James Axler – Starfall

“You cost me some water,” the man yelled to Ryan.

“If we were on more friendly terms,” Ryan said, “mebbe I’d feel bad about that. But it isn’t anywhere close to that.”

The man laughed, his voice sounding confident and loud in the canyons between the mounds of wrecked wags. “The way you sound, you’d think it was me between a rock and a hard place instead of you.”

“I’m in here,” Ryan said. “You’re out there with the coldhearts and the dogs. Mebbe another chem storm the way the sky looks.”

“Man can starve to death in there.”

“Not with the rations we found,” Ryan lied. “Figure we can wait in here, see whether we have to take on you or the coldhearts. Doesn’t matter to us.” His words drifted away into the ensuing silence.

“Ryan,” Mildred called.

Glancing over his shoulder, Ryan watched as Krysty opened her eyes and looked around.

“HOW ARE YOU FEELING?”

Krysty looked up into Ryan’s ice-blue eye, noting the worry that was in it. Her hand and arm felt as if it weighed a hundred pounds as she lifted it. She touched his face, dragging her fingertips across his mouth, across the scar that covered half his face. “Like I was hit by a wag,” she said.

Ryan took her hand in his. “What about Phlorin?”

Krysty shook her head and regretted it immediately. “Don’t know, lover. Mind’s all a jumble right now.” In­wardly she was cold, and she didn’t know if that really was the answer or if Phlorin’s presence was making her say that. Was the woman really dead and gone, or was she somehow still around? Krysty hated not knowing. The thing that Ryan had always had with her was trust—even when things were at their worst.

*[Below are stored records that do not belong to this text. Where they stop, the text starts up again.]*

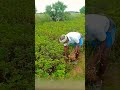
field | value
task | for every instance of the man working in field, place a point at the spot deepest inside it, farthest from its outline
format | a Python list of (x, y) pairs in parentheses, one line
[(100, 33), (72, 39)]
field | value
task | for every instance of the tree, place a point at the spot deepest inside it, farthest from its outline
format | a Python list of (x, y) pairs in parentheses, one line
[(56, 11), (82, 10)]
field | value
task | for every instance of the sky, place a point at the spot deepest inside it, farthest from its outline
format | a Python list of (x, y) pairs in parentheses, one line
[(72, 5)]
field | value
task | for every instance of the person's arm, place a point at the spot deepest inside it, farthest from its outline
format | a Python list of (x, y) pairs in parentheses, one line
[(93, 60)]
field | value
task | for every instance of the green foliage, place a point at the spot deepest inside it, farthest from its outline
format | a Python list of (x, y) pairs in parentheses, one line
[(82, 10), (49, 63), (56, 11)]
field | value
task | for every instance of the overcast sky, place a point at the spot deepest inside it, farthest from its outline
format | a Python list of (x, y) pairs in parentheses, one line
[(72, 5)]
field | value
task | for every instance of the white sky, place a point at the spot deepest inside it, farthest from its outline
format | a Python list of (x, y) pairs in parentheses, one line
[(72, 5)]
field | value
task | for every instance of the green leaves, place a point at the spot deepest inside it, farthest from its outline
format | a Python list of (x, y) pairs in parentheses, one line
[(50, 63), (56, 11)]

“We’ll worry about that soon enough,” Ryan told her. “Soon as we get out of here.”

“When’s that going to be?” Krysty wanted nothing more than to put the ville behind them. Then a meal from a self-heat and a night sleeping in Ryan’s arms.

“Working on it now,” Ryan told her.

A man called for attention from outside.

“Got to go,” Ryan said.

Krysty nodded, then gazed around the room, seeing ev­erybody that she’d seen earlier when Ryan had killed Phlorin. She didn’t know how they’d come to be inside the building, or even where it was, and that inability to remem­ber scared her. She trusted Ryan and the other companions, but she needed to be independent, too. Lying there like an invalid wasn’t helping. She tried to sit up, but her stomach turned sick on her, revolving in wicked flips. She groaned.

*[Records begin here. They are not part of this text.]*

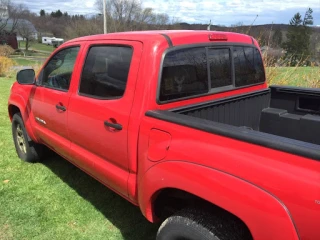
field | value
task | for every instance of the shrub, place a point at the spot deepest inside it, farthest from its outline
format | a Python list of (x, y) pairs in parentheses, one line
[(6, 50)]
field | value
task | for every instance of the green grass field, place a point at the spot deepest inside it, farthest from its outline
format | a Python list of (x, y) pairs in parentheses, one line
[(55, 200), (294, 76)]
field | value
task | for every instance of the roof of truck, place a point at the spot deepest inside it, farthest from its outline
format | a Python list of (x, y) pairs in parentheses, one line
[(177, 37)]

Mildred put her arms around Krysty, helping her get steady. “Easy does it,” the black woman said. “You’ve been through a lot. Don’t rush it.”

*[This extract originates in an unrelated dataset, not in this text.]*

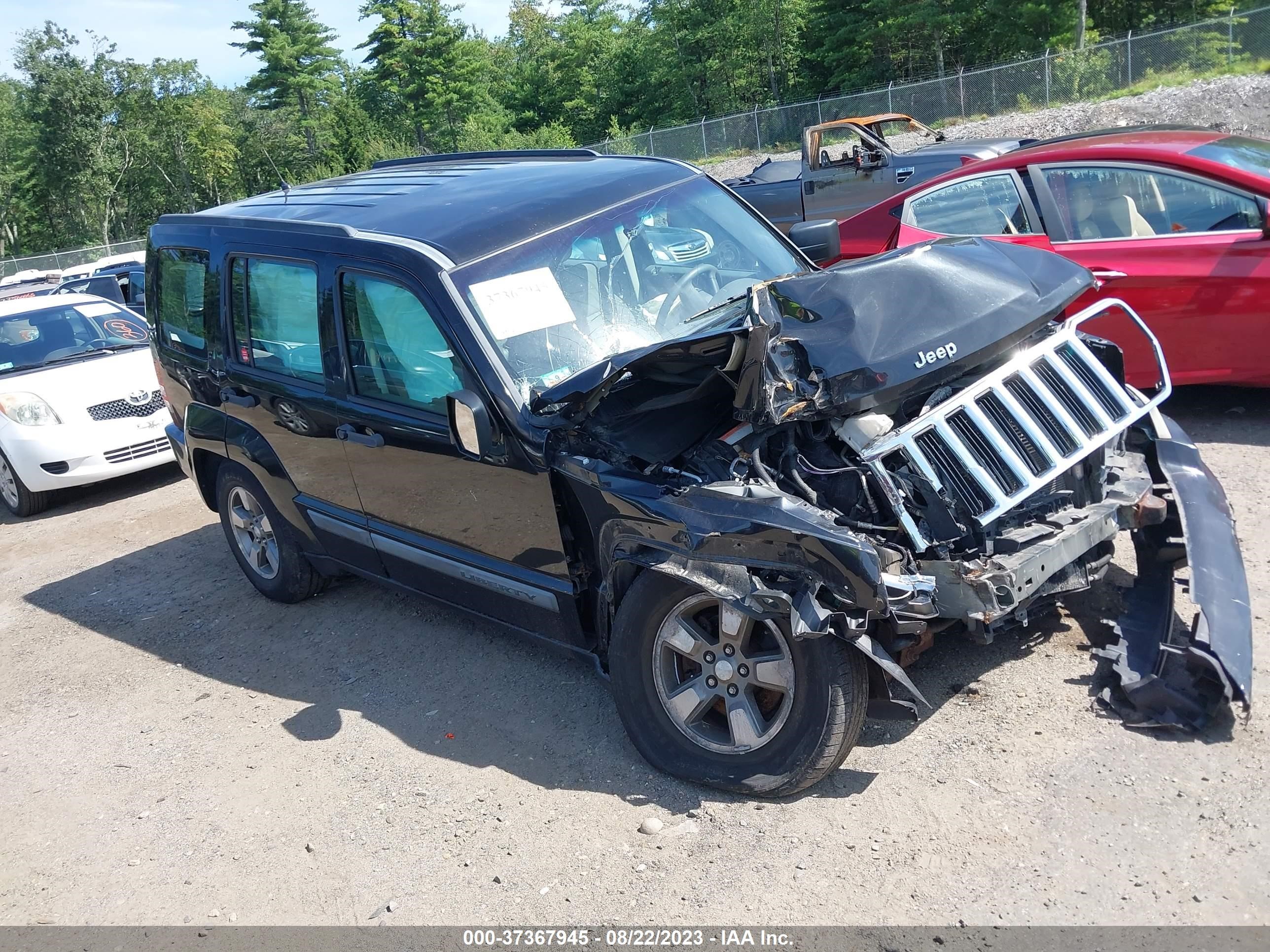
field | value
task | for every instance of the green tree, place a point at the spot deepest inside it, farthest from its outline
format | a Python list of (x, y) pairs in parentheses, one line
[(299, 65), (428, 64), (76, 159), (16, 136)]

“Water,” Krysty gasped, wanting to get rid of the sick taste in her mouth.

Mildred brought up a ring-pull and popped the top. She held the container as Krysty drank. “Go easy with that. Too much and you might make yourself sick.”

Krysty sipped the contents, then settled back into the woman’s arms. She glanced at Dean, who was lying with one ear pressed to the ground for some reason. She thought she’d ask him, but she didn’t have the strength.

“WHAT’S YOUR NAME?”

“Cawdor,” Ryan answered. “And yourself?”

“My name’s Naylor.”

Ryan scanned the terrain, watching the baron’s men slither between the stacks of dead wags. Maybe Naylor was giving the appearance of stepping down his hostile actions, but he wasn’t wasting any time in shoring up his position. The man had experience. “You a baron’s man, Naylor?”

“Yeah. Working as sec chief for Baron Curtis Shaker.”

“Don’t know him,” Ryan called back.

“Got a ville down south. Mebbe two weeks ride from here as the crow flies.”

“You got a reason for being in Idaho Falls?”

“I was sent here to find somebody.”

“Can’t be me,” Ryan replied, looking back over the men and women assembled inside the building.

“Man I’m looking for owes the baron some blood,” Naylor said. “If you stand in the way of me getting it back, there’s going to be trouble.”

“I don’t like getting threatened,” Ryan growled, but he cut his eye over the four men in the room. He automatically discounted Clete, the husband. If Naylor had been looking for a man with a wife, the sec chief would have said so.